The 1st rule of it is population must be stabilized somehow. 2nd rule is economic growth can't grow exponentially. 3rd rule is competition must be channeled into the right forms. [Wars are destructive but sometimes necessary I see wars as part of a continuum; single muggers, organized muggers, the mafia, and aggressive nations; the last are put down with wars]. So, I see capitalism as a good starting place. It can have economic competition inside nations and between nations (in both locations mostly instead of wars or lessor violence).

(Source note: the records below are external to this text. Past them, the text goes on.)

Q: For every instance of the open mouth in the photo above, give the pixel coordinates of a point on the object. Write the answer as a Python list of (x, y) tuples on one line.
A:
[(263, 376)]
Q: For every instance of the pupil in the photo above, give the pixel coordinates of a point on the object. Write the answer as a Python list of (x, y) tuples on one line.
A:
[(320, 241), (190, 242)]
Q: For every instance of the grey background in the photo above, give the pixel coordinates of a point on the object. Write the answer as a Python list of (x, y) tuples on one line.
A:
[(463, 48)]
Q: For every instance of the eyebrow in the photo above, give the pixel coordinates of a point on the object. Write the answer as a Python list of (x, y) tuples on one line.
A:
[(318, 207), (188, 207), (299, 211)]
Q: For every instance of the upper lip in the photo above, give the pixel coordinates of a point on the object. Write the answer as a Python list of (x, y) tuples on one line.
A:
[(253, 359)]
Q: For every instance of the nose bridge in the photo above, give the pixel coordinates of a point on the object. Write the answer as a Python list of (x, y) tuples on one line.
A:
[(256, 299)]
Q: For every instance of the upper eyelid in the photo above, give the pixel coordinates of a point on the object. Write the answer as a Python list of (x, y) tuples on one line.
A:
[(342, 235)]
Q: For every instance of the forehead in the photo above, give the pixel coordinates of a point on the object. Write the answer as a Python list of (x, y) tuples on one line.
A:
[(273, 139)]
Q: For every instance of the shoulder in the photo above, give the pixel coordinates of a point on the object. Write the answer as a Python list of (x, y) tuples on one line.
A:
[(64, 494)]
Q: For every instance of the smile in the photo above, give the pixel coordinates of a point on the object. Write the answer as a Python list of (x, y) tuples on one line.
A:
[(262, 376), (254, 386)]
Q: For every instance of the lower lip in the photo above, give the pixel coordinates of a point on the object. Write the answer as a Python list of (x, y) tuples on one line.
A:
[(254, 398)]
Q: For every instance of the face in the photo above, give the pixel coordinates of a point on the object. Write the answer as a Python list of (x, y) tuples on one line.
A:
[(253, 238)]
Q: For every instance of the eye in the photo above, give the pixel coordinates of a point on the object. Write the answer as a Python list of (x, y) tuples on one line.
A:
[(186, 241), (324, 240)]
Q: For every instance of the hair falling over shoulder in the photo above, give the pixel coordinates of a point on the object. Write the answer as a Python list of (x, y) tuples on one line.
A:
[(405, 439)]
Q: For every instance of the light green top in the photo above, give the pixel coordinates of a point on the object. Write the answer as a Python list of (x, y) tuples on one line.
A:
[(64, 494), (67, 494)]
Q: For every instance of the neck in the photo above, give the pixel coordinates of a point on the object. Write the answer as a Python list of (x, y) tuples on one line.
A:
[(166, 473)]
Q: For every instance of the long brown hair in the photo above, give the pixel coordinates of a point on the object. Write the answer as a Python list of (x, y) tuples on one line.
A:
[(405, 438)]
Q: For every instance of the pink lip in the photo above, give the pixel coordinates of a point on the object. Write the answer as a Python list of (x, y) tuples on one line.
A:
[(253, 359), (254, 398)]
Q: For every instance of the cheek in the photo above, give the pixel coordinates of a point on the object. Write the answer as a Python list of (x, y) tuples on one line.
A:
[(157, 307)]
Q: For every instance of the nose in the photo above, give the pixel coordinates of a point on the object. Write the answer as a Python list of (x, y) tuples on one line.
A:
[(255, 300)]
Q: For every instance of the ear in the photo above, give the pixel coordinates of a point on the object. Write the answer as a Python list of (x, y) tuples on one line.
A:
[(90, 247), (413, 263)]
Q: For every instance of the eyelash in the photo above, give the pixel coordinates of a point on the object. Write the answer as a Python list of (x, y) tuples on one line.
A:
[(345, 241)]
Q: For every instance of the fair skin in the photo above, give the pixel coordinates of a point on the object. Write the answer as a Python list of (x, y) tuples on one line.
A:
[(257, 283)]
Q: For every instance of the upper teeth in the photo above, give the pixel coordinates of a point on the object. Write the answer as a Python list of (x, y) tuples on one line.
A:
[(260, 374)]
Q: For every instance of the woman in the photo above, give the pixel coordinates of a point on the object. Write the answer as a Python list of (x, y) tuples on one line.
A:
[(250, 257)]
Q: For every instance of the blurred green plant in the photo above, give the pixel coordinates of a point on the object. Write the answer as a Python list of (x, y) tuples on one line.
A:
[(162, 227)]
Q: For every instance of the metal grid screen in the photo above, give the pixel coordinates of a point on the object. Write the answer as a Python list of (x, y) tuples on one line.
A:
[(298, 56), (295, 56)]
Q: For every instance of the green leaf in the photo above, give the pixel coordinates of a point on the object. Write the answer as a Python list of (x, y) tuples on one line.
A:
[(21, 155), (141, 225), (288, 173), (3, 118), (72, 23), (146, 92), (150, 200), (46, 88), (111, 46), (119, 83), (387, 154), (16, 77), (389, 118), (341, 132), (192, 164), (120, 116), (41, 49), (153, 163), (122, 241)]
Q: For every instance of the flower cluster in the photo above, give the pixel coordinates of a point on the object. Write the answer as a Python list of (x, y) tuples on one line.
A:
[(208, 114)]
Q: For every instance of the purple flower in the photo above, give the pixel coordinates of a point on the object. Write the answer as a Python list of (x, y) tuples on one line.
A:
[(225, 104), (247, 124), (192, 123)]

. . . You keep saying that capitalists will not like it and will chaff under my rules. So what, I already know that. And I don't care. If I may use an analogy --- in the Legend of the Wild West the "takers" liked the might makes right situation, they could just take what they wanted. Some might see this as just human nature playing out in its most raw form. However, soon the mass of the people called for and got "Lawmen" to make murder and theft less of a winning strategy. They were never fully stopped but they were massively reduced. So, the key thing is that the mass of the people must keep the capitalists contained. I see this as fairly stable as long as the rules are very hard to change.
. . . Another analogy --- Professional sports have evolved to have a draft system. This was better for the owners because every team has a much more equal chance of winning. This increased ticket sales and TV revenue. The old system was not as good.
. . . So, I'm calling for economic competition between nations, but with some major rules changed. Exactly which ones, I'm not sure about yet. However, some are --- no gunboat diplomacy, no sending the CIA into a nation to destabilize it, nations like the current Germany can not keep exporting more than they import forever, understand that debts that can't be repaid will not be repaid and the fault is more on the lender than the borrower so they must be forgiven somehow (fiat currency could make it easier to do this, just forgive the debt and the bank's nation gives the bank half of what it lost in "printed" money), etc.
Got to cut this short, the wife needs me.